Разговаривая с людьми, я слышу, как многие из них сейчас, в пору войны, в концентрированном виде испытывают все три вида тревоги, туго сплетённые в единый узел отчаяния. Война — это убийство живых существ, а значит, животные, биологические страх и тревога тут как тут: тревога за свою безопасность, за безопасность близких, за безопасность мира и человечества в целом. Война — это кризис ценностей, кризис веры в человека и человечество, особенно когда война происходит между народами с тесными историческими, культурными, языковыми, семейными и дружескими связями; война — это предательство всех этих связей, выбивающее из-под ног довоенные экзистенциальные опоры. Но война — это не только потеря доверия человека к человеку, но и потеря доверия человека к Богу. «Как Ты мог такое допустить? — вопиет человек, задрав голову к Небу. — Ты же Отец мой, как Ты мог сделать это со мной? Ты же Мать моя, как Ты могла выбросить меня в этот злой мир? Кто сказал, что Ты исполнен добра? Кто сказал, что Ты только свет и нет в Тебе никакой тьмы? Как Ты мог сотворить такое со мной? Как Ты могла оставить меня? Почему Ты оставил меня?» Уж если даже такой праведник, как Иов, в минуты отчаяния роптал на Бога и вопрошал: «За что Ты это сделал со мной?», то что уж говорить обо всех остальных, далёких от морального совершенства, представителей рода человеческого.
Ты спрашиваешь меня, а что же я? Ропщу ли я на Него, на Того, кто всё это сделал с нами? Нет, не ропщу. Потому что это не Он, а я. И нет между нами никакой разницы.
Ты знаешь. Знаешь из своего опыта, что я всю свою жизнь бродил потерянный в поисках Его. Ты знаешь, потому что это ты бродил. Ты бродил в поисках утраченного дома. Как часто, поднимая голову к звёздному небу, ты испытывал приступы накатывающей тоски, как будто что-то внутри помнило, что именно там, где-то бесконечно далеко… там, а не здесь, находится твой дом. Что-то внутри тебя помнило о нём и тосковало. Тосковало по Нему — Тому, которого здесь нет, нет с тобой, Тому, кто оставил тебя, хотя и был с тобой раньше. У тебя никогда не было той самой онтологической тревоги, о которой пишет Тиллих, но у тебя была онтологическая тоска, ведь ты никогда не сомневался в самом Его существовании, но лишь чувствовал разлуку. Кто-то называет это чувство тоской по трансцендентному, я же называю это тоской по целому.

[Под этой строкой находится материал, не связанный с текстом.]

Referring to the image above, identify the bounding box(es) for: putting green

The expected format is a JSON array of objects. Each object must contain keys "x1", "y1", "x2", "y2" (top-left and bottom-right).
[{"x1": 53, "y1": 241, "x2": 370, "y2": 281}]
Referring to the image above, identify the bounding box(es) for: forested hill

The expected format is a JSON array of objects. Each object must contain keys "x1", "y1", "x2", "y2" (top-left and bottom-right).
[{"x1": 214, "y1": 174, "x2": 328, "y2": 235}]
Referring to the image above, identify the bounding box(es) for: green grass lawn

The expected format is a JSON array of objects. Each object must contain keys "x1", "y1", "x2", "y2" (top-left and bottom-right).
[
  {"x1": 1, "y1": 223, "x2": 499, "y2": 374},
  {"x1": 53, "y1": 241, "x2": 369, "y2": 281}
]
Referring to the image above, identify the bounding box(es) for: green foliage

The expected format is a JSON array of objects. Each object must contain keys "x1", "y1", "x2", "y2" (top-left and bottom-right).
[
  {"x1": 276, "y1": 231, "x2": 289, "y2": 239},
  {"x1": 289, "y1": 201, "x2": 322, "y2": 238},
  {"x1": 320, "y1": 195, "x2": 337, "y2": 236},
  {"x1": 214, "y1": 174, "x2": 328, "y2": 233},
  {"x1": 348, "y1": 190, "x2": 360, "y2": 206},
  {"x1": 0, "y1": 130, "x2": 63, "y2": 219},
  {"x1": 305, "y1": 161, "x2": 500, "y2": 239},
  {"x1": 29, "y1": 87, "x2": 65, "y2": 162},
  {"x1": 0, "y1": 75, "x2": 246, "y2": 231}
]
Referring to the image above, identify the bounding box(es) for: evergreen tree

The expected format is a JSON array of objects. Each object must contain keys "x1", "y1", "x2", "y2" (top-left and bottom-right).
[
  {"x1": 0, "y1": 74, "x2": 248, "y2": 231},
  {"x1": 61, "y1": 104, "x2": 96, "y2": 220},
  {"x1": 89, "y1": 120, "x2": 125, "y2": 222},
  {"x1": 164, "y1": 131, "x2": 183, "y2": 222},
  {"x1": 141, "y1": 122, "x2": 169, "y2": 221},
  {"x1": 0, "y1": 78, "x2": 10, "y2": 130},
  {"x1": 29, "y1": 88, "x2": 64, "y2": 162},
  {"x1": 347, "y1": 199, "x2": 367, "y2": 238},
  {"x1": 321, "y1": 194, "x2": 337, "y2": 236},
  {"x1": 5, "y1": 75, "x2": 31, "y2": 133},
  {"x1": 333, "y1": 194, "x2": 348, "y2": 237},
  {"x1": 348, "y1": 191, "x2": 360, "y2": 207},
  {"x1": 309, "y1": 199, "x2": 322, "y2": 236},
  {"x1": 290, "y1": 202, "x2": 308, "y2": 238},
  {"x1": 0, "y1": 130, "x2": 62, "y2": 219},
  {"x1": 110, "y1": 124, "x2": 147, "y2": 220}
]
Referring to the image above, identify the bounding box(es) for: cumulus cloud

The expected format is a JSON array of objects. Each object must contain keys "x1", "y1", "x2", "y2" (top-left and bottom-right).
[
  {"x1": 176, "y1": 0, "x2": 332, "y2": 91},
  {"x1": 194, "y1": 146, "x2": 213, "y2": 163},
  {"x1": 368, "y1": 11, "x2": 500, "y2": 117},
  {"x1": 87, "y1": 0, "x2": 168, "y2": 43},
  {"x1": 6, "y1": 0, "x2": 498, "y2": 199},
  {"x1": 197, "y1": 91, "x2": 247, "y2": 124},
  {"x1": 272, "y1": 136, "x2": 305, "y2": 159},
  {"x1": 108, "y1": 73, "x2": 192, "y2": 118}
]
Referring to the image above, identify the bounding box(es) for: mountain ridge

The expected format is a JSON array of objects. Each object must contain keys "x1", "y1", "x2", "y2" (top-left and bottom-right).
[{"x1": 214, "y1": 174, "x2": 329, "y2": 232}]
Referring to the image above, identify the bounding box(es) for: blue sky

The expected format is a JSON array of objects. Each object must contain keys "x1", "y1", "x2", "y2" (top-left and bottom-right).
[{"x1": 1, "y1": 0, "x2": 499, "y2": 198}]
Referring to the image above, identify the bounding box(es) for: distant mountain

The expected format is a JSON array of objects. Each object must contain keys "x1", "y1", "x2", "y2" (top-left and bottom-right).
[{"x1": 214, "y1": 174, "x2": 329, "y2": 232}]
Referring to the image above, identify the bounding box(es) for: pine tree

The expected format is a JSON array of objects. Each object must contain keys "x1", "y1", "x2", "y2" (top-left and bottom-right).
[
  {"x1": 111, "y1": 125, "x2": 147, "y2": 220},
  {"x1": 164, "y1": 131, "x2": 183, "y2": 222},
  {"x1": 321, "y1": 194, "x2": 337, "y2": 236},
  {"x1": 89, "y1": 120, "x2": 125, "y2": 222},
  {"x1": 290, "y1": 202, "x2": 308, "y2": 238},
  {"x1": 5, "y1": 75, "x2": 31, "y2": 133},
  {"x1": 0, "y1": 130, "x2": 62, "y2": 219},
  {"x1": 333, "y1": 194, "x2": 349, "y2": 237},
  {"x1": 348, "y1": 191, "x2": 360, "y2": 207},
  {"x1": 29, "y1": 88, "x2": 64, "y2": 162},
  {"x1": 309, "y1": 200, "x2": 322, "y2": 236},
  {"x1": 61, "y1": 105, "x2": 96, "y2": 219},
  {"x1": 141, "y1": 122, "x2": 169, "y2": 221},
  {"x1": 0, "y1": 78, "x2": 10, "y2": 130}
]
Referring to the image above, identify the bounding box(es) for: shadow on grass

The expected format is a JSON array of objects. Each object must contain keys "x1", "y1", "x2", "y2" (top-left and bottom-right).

Ты бродил потерянный, но ты искал.
Я помню, как однажды тебе попался текст апокрифического Евангелия от Фомы, который начинается словами:
«Иисус сказал: Пусть тот, кто ищет, не перестаёт искать до тех пор, пока не найдёт, и, когда он найдёт, он будет потрясён, и, если он потрясён, он будет удивлён, и он будет царствовать над всем».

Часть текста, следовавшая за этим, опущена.